Fakta Unik Anggaran Badung: Pemkab Tegaskan Dana Tak Mengendap, Ini Penjelasannya!
Pemerintah Kabupaten Badung menegaskan **Anggaran Badung** tidak mengendap di kas daerah, melainkan sedang dalam proses penyaluran. Apa saja prioritasnya?
Pemerintah Kabupaten Badung, Bali, baru-baru ini menegaskan bahwa **Anggaran Badung** yang dimiliki tidak mengendap di kas daerah. Penegasan ini disampaikan untuk meluruskan persepsi publik terkait kondisi serapan anggaran yang belum optimal.
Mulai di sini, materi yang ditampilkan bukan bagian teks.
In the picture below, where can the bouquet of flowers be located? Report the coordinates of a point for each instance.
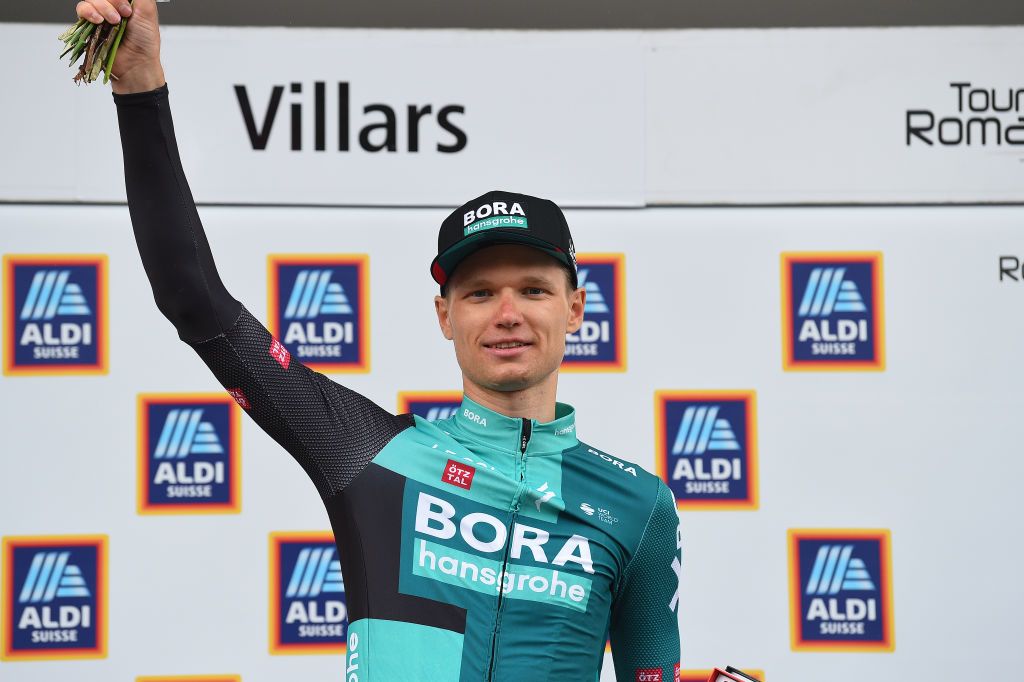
(98, 42)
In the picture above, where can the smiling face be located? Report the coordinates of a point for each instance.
(508, 309)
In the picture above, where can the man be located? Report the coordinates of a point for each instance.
(470, 547)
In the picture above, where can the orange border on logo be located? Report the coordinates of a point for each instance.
(190, 678)
(878, 313)
(143, 506)
(276, 648)
(361, 260)
(404, 397)
(888, 643)
(7, 611)
(662, 446)
(619, 261)
(705, 675)
(102, 312)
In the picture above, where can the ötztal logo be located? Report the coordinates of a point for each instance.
(833, 311)
(320, 310)
(707, 448)
(600, 343)
(308, 610)
(431, 406)
(54, 314)
(841, 590)
(54, 598)
(188, 454)
(974, 116)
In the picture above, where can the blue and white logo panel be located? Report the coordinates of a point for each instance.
(189, 454)
(54, 601)
(55, 318)
(310, 612)
(841, 590)
(318, 310)
(833, 311)
(599, 344)
(707, 448)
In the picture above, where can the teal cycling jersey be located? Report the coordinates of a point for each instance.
(479, 548)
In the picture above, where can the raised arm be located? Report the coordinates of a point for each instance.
(644, 623)
(332, 431)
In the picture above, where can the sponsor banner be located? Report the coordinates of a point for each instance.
(833, 314)
(600, 343)
(360, 117)
(308, 608)
(54, 598)
(705, 675)
(188, 454)
(431, 406)
(318, 309)
(54, 314)
(841, 590)
(836, 116)
(192, 678)
(706, 448)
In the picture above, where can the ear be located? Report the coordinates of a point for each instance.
(578, 301)
(443, 320)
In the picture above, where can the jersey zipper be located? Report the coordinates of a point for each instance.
(521, 470)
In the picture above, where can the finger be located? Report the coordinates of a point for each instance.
(107, 10)
(87, 11)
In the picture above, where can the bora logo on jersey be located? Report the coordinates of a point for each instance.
(308, 612)
(833, 311)
(600, 343)
(54, 314)
(841, 590)
(707, 448)
(188, 458)
(431, 406)
(320, 309)
(54, 598)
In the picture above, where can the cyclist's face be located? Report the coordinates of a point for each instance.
(508, 310)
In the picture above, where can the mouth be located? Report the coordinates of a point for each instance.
(507, 348)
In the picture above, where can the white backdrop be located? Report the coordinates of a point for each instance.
(926, 449)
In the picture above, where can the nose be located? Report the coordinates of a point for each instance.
(508, 314)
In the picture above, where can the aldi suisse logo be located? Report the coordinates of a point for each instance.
(841, 591)
(54, 314)
(833, 311)
(707, 448)
(308, 611)
(431, 406)
(54, 598)
(188, 459)
(320, 309)
(600, 343)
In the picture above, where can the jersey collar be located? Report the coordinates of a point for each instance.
(504, 432)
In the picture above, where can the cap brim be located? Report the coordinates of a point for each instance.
(444, 264)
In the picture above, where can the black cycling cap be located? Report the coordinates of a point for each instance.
(503, 217)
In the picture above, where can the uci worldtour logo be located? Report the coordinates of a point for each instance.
(431, 406)
(308, 611)
(54, 598)
(600, 343)
(841, 591)
(54, 314)
(320, 309)
(833, 311)
(707, 448)
(188, 458)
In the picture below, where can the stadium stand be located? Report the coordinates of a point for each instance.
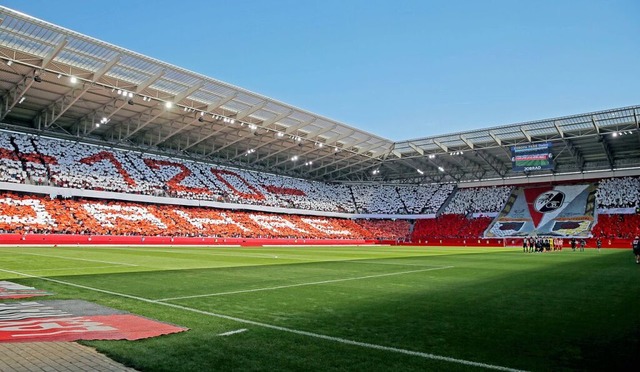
(381, 199)
(40, 214)
(10, 165)
(387, 229)
(625, 226)
(480, 200)
(621, 192)
(449, 226)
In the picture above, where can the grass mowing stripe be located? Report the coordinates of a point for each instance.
(278, 328)
(207, 252)
(301, 284)
(72, 258)
(74, 268)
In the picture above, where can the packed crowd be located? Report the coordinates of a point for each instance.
(621, 192)
(624, 226)
(43, 160)
(479, 200)
(449, 226)
(40, 214)
(26, 158)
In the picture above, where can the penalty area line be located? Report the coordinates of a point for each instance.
(300, 284)
(233, 332)
(73, 258)
(275, 327)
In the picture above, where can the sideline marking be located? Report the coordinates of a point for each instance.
(74, 268)
(285, 256)
(278, 328)
(233, 332)
(300, 284)
(72, 258)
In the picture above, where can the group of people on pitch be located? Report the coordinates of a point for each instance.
(541, 244)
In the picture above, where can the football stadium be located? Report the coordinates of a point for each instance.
(164, 220)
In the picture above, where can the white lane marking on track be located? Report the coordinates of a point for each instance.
(278, 328)
(71, 258)
(233, 332)
(303, 284)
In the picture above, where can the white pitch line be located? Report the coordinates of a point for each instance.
(267, 256)
(72, 258)
(279, 328)
(73, 268)
(301, 284)
(233, 332)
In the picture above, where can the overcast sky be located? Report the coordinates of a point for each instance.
(398, 69)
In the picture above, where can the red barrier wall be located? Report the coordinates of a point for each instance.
(63, 239)
(513, 242)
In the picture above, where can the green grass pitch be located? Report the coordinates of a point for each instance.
(355, 308)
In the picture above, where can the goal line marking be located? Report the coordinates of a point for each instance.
(279, 328)
(300, 284)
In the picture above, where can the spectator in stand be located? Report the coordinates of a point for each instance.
(478, 200)
(621, 192)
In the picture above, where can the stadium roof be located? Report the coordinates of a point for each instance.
(58, 82)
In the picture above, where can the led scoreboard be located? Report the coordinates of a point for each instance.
(531, 157)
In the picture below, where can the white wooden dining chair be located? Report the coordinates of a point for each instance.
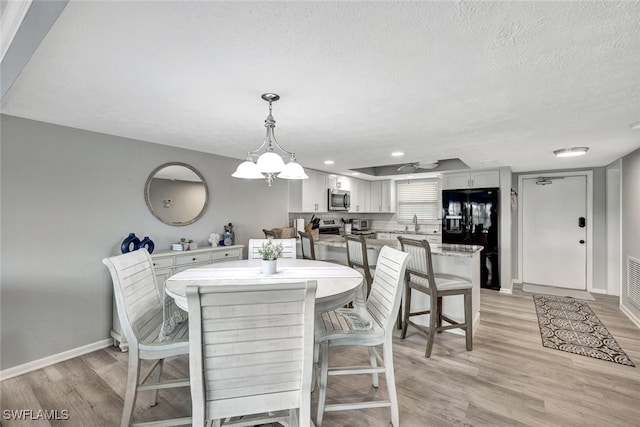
(288, 248)
(369, 326)
(251, 352)
(357, 257)
(420, 277)
(139, 306)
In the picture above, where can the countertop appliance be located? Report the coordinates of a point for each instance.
(329, 226)
(339, 200)
(470, 217)
(360, 224)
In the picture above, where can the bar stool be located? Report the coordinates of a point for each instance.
(357, 257)
(306, 243)
(420, 277)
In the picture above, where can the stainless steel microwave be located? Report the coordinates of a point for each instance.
(339, 200)
(359, 224)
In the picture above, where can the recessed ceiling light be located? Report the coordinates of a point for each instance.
(571, 152)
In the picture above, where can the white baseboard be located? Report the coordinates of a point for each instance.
(630, 315)
(53, 359)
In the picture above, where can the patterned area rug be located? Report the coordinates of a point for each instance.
(570, 325)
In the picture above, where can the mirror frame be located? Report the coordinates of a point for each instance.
(148, 199)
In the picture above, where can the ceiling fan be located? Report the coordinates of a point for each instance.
(413, 167)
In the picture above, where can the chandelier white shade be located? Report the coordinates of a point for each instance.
(269, 163)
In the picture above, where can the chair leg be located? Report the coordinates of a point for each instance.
(374, 363)
(314, 370)
(391, 382)
(133, 376)
(322, 386)
(468, 320)
(293, 418)
(407, 311)
(433, 320)
(156, 379)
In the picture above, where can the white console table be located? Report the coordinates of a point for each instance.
(168, 263)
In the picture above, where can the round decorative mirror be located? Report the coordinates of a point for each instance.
(176, 194)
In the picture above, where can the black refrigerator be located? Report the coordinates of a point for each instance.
(470, 217)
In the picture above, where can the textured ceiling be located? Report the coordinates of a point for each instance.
(491, 83)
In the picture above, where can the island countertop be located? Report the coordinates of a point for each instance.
(444, 249)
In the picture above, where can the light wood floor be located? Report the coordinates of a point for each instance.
(509, 379)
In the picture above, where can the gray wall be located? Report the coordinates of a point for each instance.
(630, 223)
(599, 226)
(69, 197)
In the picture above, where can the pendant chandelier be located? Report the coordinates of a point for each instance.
(269, 162)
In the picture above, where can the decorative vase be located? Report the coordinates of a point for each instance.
(146, 243)
(130, 243)
(269, 266)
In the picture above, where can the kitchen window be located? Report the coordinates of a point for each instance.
(420, 199)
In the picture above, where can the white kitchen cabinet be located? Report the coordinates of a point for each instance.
(382, 196)
(477, 179)
(360, 196)
(337, 182)
(168, 263)
(309, 195)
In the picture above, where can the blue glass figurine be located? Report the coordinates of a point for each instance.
(130, 243)
(146, 243)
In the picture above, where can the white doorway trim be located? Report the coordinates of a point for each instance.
(589, 177)
(614, 229)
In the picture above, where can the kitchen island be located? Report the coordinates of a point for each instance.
(459, 260)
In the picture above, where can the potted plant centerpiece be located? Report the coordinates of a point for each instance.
(270, 252)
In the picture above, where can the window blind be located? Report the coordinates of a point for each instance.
(419, 198)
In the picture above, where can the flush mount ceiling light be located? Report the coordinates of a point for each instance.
(571, 152)
(269, 163)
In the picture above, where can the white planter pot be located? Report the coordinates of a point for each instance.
(269, 266)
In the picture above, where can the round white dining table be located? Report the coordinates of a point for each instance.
(337, 284)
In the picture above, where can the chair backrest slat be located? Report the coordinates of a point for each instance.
(421, 262)
(357, 257)
(384, 300)
(251, 347)
(136, 293)
(288, 248)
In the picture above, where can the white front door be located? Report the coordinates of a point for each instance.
(554, 249)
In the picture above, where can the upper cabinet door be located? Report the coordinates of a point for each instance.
(309, 195)
(479, 179)
(382, 199)
(360, 197)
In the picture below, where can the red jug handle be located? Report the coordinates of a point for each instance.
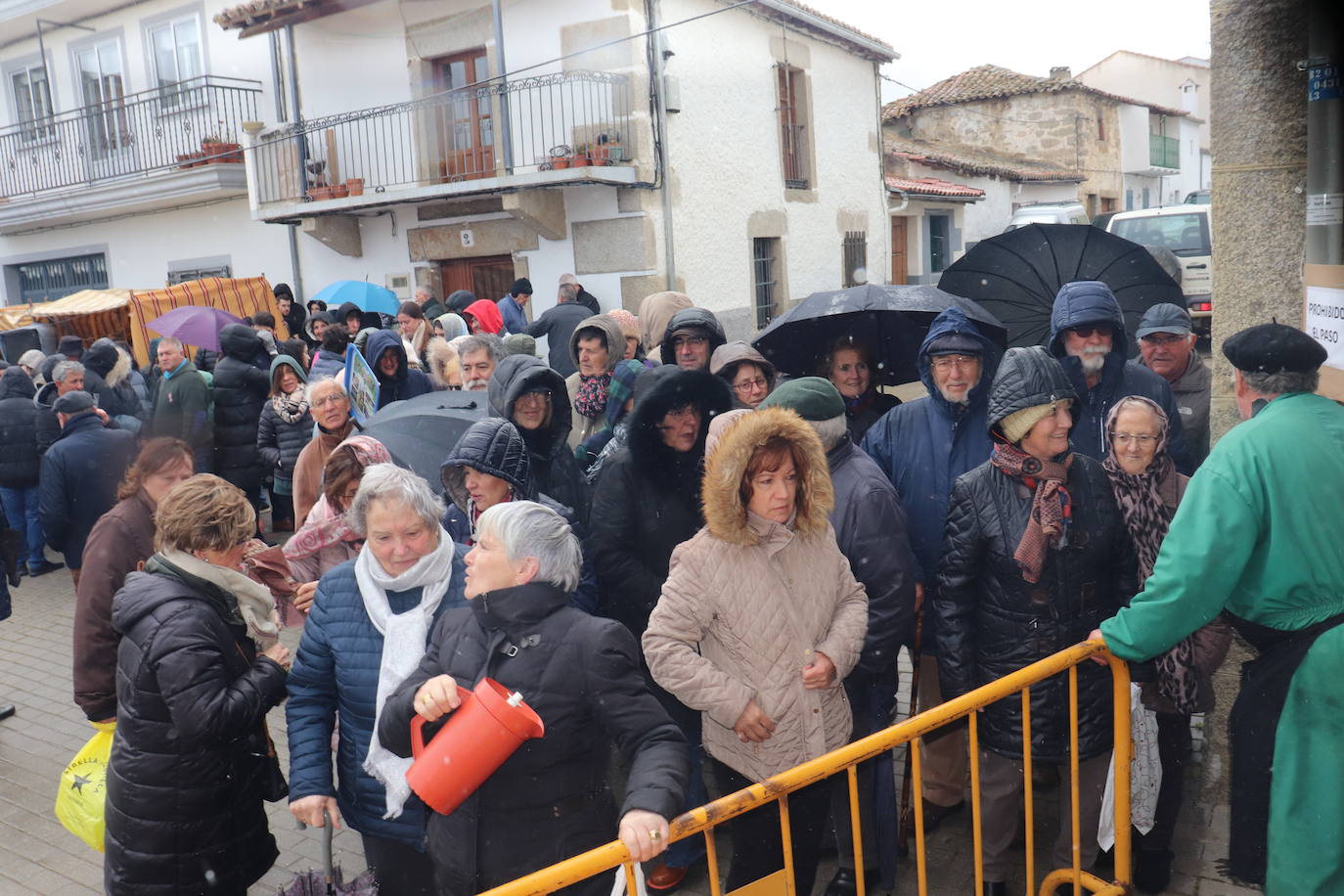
(417, 735)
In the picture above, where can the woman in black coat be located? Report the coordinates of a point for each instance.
(534, 398)
(284, 428)
(191, 762)
(241, 388)
(552, 798)
(1035, 555)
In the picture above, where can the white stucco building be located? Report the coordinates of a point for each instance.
(734, 157)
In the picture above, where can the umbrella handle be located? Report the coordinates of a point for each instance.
(327, 849)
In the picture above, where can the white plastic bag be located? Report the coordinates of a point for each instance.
(1145, 776)
(618, 887)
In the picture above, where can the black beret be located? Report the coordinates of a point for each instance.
(72, 403)
(1271, 348)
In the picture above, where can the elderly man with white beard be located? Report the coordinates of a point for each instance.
(1088, 336)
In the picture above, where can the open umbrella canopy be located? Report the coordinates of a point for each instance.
(1015, 276)
(890, 321)
(194, 326)
(367, 297)
(420, 432)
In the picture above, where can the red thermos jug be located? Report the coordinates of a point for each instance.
(477, 738)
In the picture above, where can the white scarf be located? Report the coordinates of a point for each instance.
(255, 604)
(405, 636)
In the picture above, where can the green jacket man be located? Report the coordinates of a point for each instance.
(182, 406)
(1257, 538)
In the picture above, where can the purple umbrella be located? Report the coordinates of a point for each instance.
(194, 326)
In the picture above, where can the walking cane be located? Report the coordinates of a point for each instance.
(908, 820)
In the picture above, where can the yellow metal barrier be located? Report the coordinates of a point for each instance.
(704, 819)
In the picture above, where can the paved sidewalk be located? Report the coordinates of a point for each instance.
(38, 857)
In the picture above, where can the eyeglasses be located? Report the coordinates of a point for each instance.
(327, 399)
(948, 362)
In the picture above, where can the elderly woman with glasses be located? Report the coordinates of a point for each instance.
(550, 799)
(198, 666)
(365, 634)
(1148, 490)
(1034, 553)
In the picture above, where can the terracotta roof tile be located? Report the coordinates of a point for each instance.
(992, 82)
(965, 160)
(931, 187)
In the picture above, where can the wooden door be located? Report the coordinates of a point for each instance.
(899, 251)
(488, 276)
(466, 121)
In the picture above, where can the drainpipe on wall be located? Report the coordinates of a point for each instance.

Plt Kepala Badan Pengelola Keuangan dan Aset Daerah (BPKAD) Badung, Ketut Wisuda, menjelaskan bahwa dana tersebut sedang dalam proses penyaluran. Pernyataan ini disampaikan di Mangupura, Kabupaten Badung, pada hari Rabu.
Wisuda menegaskan bahwa kondisi serapan anggaran yang terlihat belum optimal bukan berarti dana **APBD Badung** tidak digunakan. Anggaran tersebut dialokasikan untuk berbagai kegiatan prioritas daerah yang sedang berjalan.
Proses Penyaluran Anggaran dan Prioritas Pemkab Badung
Ketut Wisuda menjelaskan bahwa dana tersebut bukan mengendap, melainkan sudah dalam proses Surat Penyediaan Dana (SPD) ke kegiatan Satuan Kerja Perangkat Daerah (SKPD). "Uang tersebut bukan mengendap, tetapi sudah dalam proses Surat Penyediaan Dana ke kegiatan Satuan Kerja Perangkat Daerah namun belum proses Surat Pertanggungjawaban," ujarnya.
Anggaran ini juga dialokasikan untuk keperluan pembayaran gaji dan tunjangan pegawai, serta belanja operasional perangkat daerah. Selain itu, **Anggaran Badung** mendukung pembiayaan kegiatan pembangunan yang saat ini sedang berlangsung di berbagai sektor.
Sejumlah program strategis Pemkab Badung, baik di bidang infrastruktur, pelayanan publik, maupun dukungan ekonomi masyarakat, saat ini sedang memasuki tahap pelaksanaan fisik maupun administrasi keuangan.
Komitmen Akuntabilitas dan Koordinasi Efektif
Proses pencairan anggaran dilakukan secara bertahap sesuai ketentuan dan prinsip tata kelola keuangan daerah yang baik. "Kami pastikan seluruh kegiatan berjalan, dan serapan anggaran akan meningkat signifikan pada triwulan keempat," kata Ketut Wisuda.
Pemkab Badung juga berkomitmen kuat untuk mendukung arahan Kementerian Keuangan dalam menjaga keseimbangan antara percepatan belanja dan akuntabilitas keuangan. Koordinasi dengan seluruh perangkat daerah terus diperkuat untuk memastikan program berjalan tepat waktu, tepat sasaran, dan bermanfaat bagi masyarakat.
"Dengan langkah tersebut kami berharap realisasi APBD Badung pada akhir tahun 2025 dapat tercapai optimal, sekaligus memperkuat kontribusi daerah dalam menjaga stabilitas ekonomi nasional," pungkas Ketut Wisuda.